I teach both wet darkroom B&W film processing and printing on the college level. I also teach Fine Art Digital Printing, so I understand your 'hybrid' vantage point.
Don't think of yourself as a 'botcher.' You have found what works for you, that's all that counts.
Yes it is worth perfecting your darkroom workflow. It is worth testing, etc. As long as it doesn't interfere with your vision.
Worry more whether your images speak from the heart, and not so much from an engineering workflow.
Many of the experts in this community are perfectionists, testing and calibrating their methods in order to find the best time, temperature, agitation and ASA setting.
I am a little bit like a musician who, after many concerts, wants to be able to read music, finally, because he knows he might be even better.
I will disagree. The musician is more likely to lose whatever native talent he had and become just another run-of-the-mill note reader.
.... I've always found it amusing that photographers think the film and paper makers deliberately publish processing data that will not yield good negatives or prints. Why would they do that?
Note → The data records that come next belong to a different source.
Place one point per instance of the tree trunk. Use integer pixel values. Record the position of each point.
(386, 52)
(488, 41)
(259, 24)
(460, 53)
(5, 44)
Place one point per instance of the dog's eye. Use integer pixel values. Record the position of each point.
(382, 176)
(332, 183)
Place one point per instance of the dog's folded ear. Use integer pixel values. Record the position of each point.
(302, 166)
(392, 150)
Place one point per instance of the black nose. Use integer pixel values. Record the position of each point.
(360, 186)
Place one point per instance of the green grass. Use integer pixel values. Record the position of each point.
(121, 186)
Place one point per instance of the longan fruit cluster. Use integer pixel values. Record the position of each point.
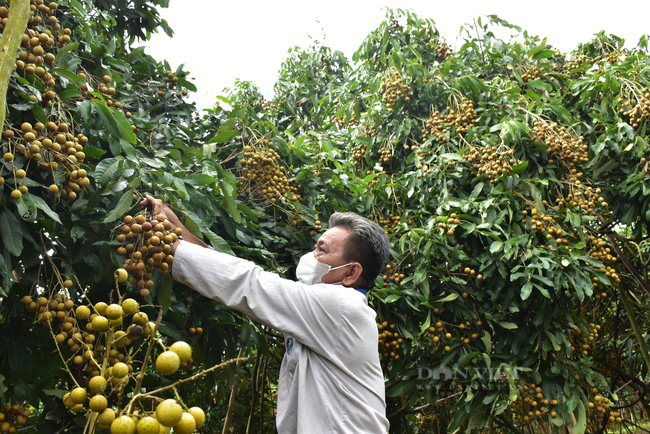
(266, 176)
(340, 121)
(393, 87)
(530, 73)
(12, 416)
(451, 223)
(389, 341)
(532, 405)
(262, 102)
(48, 146)
(385, 155)
(584, 197)
(460, 116)
(560, 142)
(443, 51)
(359, 154)
(491, 161)
(392, 275)
(639, 111)
(147, 242)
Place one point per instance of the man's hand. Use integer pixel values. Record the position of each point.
(159, 207)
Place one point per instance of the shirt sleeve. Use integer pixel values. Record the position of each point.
(310, 313)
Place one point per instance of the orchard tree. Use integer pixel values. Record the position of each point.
(509, 177)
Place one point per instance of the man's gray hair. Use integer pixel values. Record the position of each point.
(368, 243)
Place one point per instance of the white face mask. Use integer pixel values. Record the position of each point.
(310, 270)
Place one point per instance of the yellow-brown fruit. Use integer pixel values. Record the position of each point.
(78, 395)
(120, 370)
(183, 350)
(98, 403)
(169, 412)
(130, 306)
(123, 425)
(97, 385)
(106, 417)
(114, 311)
(167, 363)
(82, 312)
(186, 425)
(100, 323)
(148, 425)
(199, 416)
They publish recommendations that are workable for the average situation, average exposure, average develpment, average photographer (average not meaning substandard or even less than excellent, but rather the peak of the bell for procedures)- it's not going to be the absolute best for most specific situations. ...
Agreed, Jay. I think the point is that one can vary from the "average" if one wants a variation; i.e. more or less contrast, more or less exposure/saturation, a different "look", etc. This gets into the vision thing. What I was referring to is statements such as we have all read here and elsewhere that the "true" speed of Whatever-X+ film is A, rather than the published ISO of B.
"True"?
Sorry. I will strongly disagree with this, Mr. Lindan.
I had many exhibitions last year, my prints are
generally quite large at 50x70 centimeters, landscapes,
street, portraits.
99% of all my photos are on 35mm film,
My back says "no, don't carry that weight again..."
(Mamiya in the Snatch and Bronica GS-1 in the
Clean and Jerk).
As a dabbler in both music and darkroom, I feel I have to add my opinions here.
Sheet music alone doesn't lead to great music, but it makes the process of getting there a lot faster and easier. Being able to play (or sing, as I do) straight from the sheet does not give a great performance, but it makes the practice period much much shorter.
Same thing in the darkroom: All the testing in the world isn't going to give you a great print, but it makes the subsequent process much faster.
On the other hand too much reliance on testing (and sheet music) tends to give technically perfect but dead boring prints (and performances).
As to classical musicians, rock, and sheet music: Listen to Apocalyptica. These guys are trained classical musicians, use sheet music in practice, even use classical instruments...
Find your own road.
Quite Large, 50x70 centimeters. That would be 20x28
inch prints from 35mm. Wall projection printing?
BTW, Dead Lift those heavier loads. I've a RZ kit
to tote into the woods and will handle it
that way. Dan
Ansel Adams, IMHO, was bi-hemisphered but with a decided leaning on the left. A lot of his pictures don't sing in terms of composition or subject, it's the perfect tones and dark room techniques that make you stop and look. I much prefer White, Weston, Helmut Newton. I think that they were all master technicians and had that indefinable "soul."
But back to thread, find your own road.
I will disagree. The musician is more likely to lose whatever native talent he had and become just another run-of-the-mill note reader.
Many of the experts in this community are perfectionists, testing and calibrating their methods in order to find the best time, temperature, agitation and ASA setting.
Anyway, I found it absolutely worth it----I simply produce negatives that are far greater than I've ever produced and they are much easier to print as well. I am more efficient with paper and chemistry with well executed negatives. Perhaps even more valuable, is the ability narrow down where you went wrong when you have produced a poor negative------much, if not all the guesswork is eliminated.
Sounds good. But how did you test your material to get better results?